Redundancy has emerged as a popular technique to mitigate the impact of stragglers. Redundant subfile requests (compute subtasks) can be sent to a larger set of storage (compute) nodes, such that a smaller subset suffices for the file (task) completion. This approach can be used for straggler mitigation in the face of uncertainty in file retrieval (task execution) times at the storage (compute) nodes. Coding theoretic techniques can be employed to systematically control the redundancy in storage and compute systems. The effective reliable strategies can be either replication coding or maximum distance separable (MDS) coding.

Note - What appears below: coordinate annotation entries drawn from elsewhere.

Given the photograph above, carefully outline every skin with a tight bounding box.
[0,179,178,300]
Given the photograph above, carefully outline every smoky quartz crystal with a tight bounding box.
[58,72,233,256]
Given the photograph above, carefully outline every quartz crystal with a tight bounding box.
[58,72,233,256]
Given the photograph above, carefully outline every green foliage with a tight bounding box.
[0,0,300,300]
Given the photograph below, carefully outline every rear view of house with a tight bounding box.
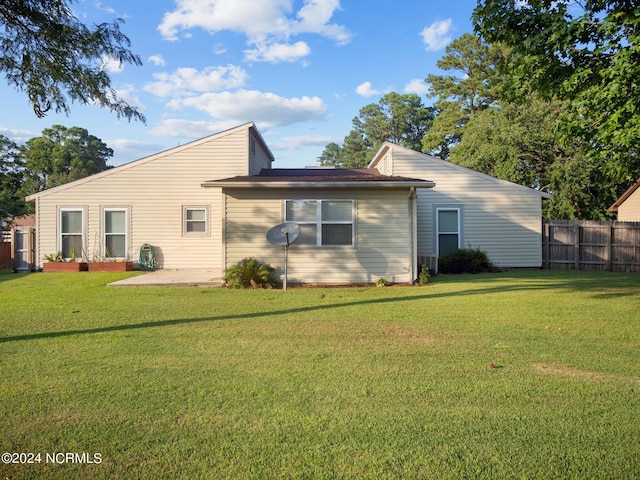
[27,123,546,284]
[370,143,550,268]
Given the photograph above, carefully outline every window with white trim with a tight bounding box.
[60,208,84,259]
[103,208,128,258]
[285,200,354,246]
[436,208,462,257]
[182,207,209,235]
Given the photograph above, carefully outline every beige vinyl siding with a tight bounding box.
[248,130,273,175]
[30,127,255,274]
[225,189,413,284]
[618,188,640,222]
[380,146,542,267]
[377,149,394,175]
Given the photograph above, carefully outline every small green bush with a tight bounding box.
[418,265,431,285]
[438,248,493,273]
[224,257,275,288]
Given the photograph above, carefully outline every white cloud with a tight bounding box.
[291,0,351,45]
[150,118,245,138]
[356,82,380,97]
[245,42,311,63]
[158,0,351,61]
[116,85,146,112]
[168,90,327,127]
[144,65,247,97]
[147,55,166,67]
[105,138,166,166]
[404,78,431,95]
[272,135,344,151]
[420,18,452,51]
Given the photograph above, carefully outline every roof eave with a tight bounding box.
[201,181,435,189]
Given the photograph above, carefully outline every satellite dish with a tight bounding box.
[267,222,300,290]
[267,222,300,247]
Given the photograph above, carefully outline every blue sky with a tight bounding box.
[0,0,476,168]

Our work introduces new analytical bounds and approximation techniques for the latency-redundancy tradeoff for a range of system loads and a class of symmetric redundancy schemes, under the assumption of Poisson arrivals, exponential service-rates, and fork-join scheduling policy. The proposed approach can be employed to efficiently approximate the latency distribution of a queueing system at equilibrium. We also establish the stability region in terms of arrival rates for redundant systems with certain symmetries, which offers selection guidelines for design parameters to provide latency guarantees based on the proposed approximations.
We observe that redundancy can mitigate the impact of stragglers, however, it comes at the cost of additional server nodes working on redundant coded subfiles (subtasks). This cost can be measured by the amount of work done by all server nodes, called aggregate server utilization. In a proactive mitigation approach, we attempt to show that server utilization can be reduced by dynamic coded redundancy, where the number of redundant servers available to a file (task) changes with time. We are interested in dynamic coded redundancy for a single-file (single-compute task) with coded-subfiles (coded-subtasks). In dynamic coded redundancy, additional redundant coded subfiles (subtasks) are spawned on individual server nodes, adaptively over time. The instants at which coded subfiles (subtasks) are spawned are referred to as forking points. We are interested in optimal adaptive strategy such that a linear combination of the mean file retrieval time (mean task completion time) and the mean server utilization is minimized. Specifically, we address the following two interdependent questions: How should we select the forking points? How many coded subfiles (subtasks) should be initiated at each forking point? For this flexible forking strategy with multiple parameters, we analyze the mean of two performance metrics when the random service completion time at each node is independent and distributed identically (i.i.d.) to a shifted exponential. From this study, we find a tradeoff between the metrics which provides insights into the parameter choices. Experiments on Intel DevCloud illustrate that the shifted exponential distribution adequately captures the random coded subtask completion times, and our derived insights continue to hold.